What also strengthens Nitish Kumar’s position is the opposition’s disarray since the last year’s Lok Sabha elections.
The Rashtriya Janata Dal’s failure to win any of the state’s 40 seats has put a black mark on Tejashwi Yadav’s record as a leader. It is now obvious that re-energising the RJD would need the touch of Lalu Yadav, who is currently in jail in a series of corruption cases.
Since the Lok Sabha election result, Tejashwi Yadav has been slowly distancing himself from the party.
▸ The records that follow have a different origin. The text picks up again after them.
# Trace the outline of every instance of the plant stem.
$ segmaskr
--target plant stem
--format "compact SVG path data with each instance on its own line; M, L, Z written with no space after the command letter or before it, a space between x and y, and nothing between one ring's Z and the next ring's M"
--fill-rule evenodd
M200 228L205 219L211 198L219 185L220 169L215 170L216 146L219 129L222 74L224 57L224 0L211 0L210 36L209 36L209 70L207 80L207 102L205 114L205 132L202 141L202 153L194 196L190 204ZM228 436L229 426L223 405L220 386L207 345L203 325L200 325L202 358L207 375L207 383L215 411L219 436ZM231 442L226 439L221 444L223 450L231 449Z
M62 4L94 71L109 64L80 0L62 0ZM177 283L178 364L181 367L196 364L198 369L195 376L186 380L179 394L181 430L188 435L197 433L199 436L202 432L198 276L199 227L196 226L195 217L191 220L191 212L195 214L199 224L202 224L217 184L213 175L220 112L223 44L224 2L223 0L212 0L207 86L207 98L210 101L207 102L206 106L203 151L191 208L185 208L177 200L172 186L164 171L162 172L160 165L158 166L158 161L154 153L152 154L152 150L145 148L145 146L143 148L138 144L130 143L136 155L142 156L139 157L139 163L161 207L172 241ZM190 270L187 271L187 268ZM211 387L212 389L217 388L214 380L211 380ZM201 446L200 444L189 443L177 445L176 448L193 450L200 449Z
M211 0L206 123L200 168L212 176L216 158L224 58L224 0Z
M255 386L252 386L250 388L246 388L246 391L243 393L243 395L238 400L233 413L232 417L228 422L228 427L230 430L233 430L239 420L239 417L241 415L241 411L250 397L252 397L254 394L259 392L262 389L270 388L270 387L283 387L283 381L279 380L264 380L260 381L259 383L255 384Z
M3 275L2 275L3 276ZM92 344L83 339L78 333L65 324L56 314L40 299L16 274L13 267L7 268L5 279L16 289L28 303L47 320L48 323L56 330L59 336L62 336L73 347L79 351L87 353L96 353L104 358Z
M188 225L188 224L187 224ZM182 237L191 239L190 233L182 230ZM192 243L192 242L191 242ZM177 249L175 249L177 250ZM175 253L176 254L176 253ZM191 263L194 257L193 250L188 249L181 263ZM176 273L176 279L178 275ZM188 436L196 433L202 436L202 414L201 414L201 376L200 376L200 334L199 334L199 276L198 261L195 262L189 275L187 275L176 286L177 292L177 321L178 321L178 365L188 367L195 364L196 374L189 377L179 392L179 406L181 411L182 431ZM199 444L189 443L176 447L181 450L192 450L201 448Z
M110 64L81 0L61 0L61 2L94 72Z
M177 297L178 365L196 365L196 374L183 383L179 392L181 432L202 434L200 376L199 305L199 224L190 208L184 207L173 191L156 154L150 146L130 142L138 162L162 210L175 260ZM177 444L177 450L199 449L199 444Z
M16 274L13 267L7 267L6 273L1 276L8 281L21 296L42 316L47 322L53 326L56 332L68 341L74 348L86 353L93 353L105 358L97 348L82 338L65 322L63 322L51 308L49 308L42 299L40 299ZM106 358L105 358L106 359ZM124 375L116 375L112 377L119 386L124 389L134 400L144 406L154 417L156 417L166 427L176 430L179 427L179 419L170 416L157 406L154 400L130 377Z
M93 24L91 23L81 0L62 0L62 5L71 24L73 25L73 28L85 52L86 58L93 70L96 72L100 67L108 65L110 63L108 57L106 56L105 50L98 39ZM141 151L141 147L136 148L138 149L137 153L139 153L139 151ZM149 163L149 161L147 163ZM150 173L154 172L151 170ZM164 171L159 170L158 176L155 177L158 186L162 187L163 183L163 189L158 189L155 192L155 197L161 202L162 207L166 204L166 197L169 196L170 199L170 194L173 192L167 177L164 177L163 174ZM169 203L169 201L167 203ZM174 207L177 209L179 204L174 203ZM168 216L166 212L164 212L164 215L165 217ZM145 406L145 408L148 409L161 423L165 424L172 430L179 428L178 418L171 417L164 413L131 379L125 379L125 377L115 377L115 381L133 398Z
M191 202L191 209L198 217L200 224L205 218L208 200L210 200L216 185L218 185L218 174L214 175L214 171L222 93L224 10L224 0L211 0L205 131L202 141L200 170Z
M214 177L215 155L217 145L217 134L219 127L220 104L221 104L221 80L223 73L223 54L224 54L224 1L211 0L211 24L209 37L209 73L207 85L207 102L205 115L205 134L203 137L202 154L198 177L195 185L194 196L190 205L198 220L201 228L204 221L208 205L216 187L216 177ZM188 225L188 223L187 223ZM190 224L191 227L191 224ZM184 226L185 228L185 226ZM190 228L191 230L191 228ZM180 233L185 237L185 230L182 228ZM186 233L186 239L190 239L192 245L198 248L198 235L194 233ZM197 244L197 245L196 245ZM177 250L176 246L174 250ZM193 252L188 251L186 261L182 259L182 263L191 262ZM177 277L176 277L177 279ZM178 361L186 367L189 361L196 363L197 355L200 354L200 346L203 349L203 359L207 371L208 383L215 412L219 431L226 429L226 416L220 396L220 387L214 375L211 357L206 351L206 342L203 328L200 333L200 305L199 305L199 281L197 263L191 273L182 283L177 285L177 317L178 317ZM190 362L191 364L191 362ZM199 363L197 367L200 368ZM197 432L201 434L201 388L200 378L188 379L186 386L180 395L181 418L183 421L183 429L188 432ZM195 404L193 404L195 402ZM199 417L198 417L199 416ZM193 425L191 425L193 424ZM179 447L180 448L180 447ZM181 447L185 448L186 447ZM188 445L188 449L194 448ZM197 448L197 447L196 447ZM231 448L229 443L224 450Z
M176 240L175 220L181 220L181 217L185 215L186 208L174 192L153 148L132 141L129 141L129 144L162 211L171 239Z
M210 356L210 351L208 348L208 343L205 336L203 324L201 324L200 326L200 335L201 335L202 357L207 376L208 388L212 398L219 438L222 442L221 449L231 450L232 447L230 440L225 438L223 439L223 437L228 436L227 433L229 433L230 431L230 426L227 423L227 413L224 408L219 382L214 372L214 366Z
He has barely spoken up during the devastating floods in the state or the death of hundreds of children in Muzaffapur last year. He has also not kept in touch with political allies like Upendra Kushwaha, Jeetan Ram Manjhi or Mukesh Mallah. He has stopped highlighting the government’s failures, restricting politics to a few tweets a day. He failed to seize the opportunity even after the Niti Aayog’s report slammed the Bihar government. Even when the whole opposition was campaigning against the Citizenship Amendment Act, he abandoned the programme midway.
Tejashwi Yadav’s abdication of duty has worked in the favour of the Chief Minister, who will go to the voters with a solid track record of his performance, the JDU leaders say.
He has managed to deliver on most of the seven big promises made to voters ahead of the 2015 national elections. Electricity has reached all households much before the deadline. The piped water programme will be completed by June. The two schemes touch practically all households including that of his political rivals. Providing wifi in colleges and universities and interest-free student credit cards were among the other promises, which are also on track.
Last month, Nitish Kumar started the “Jal, Jeevan, Hariyali (water, life, greenery)” an ambitious programme to tackle the problem of climate change. Under this, the Bihar government will spend Rs 8000 crore every year for the next three years on planting trees and recharging water tables.
Even the opposition acknowledged that the programme will touch all sections of people and boost the Chief Minister’s goodwill.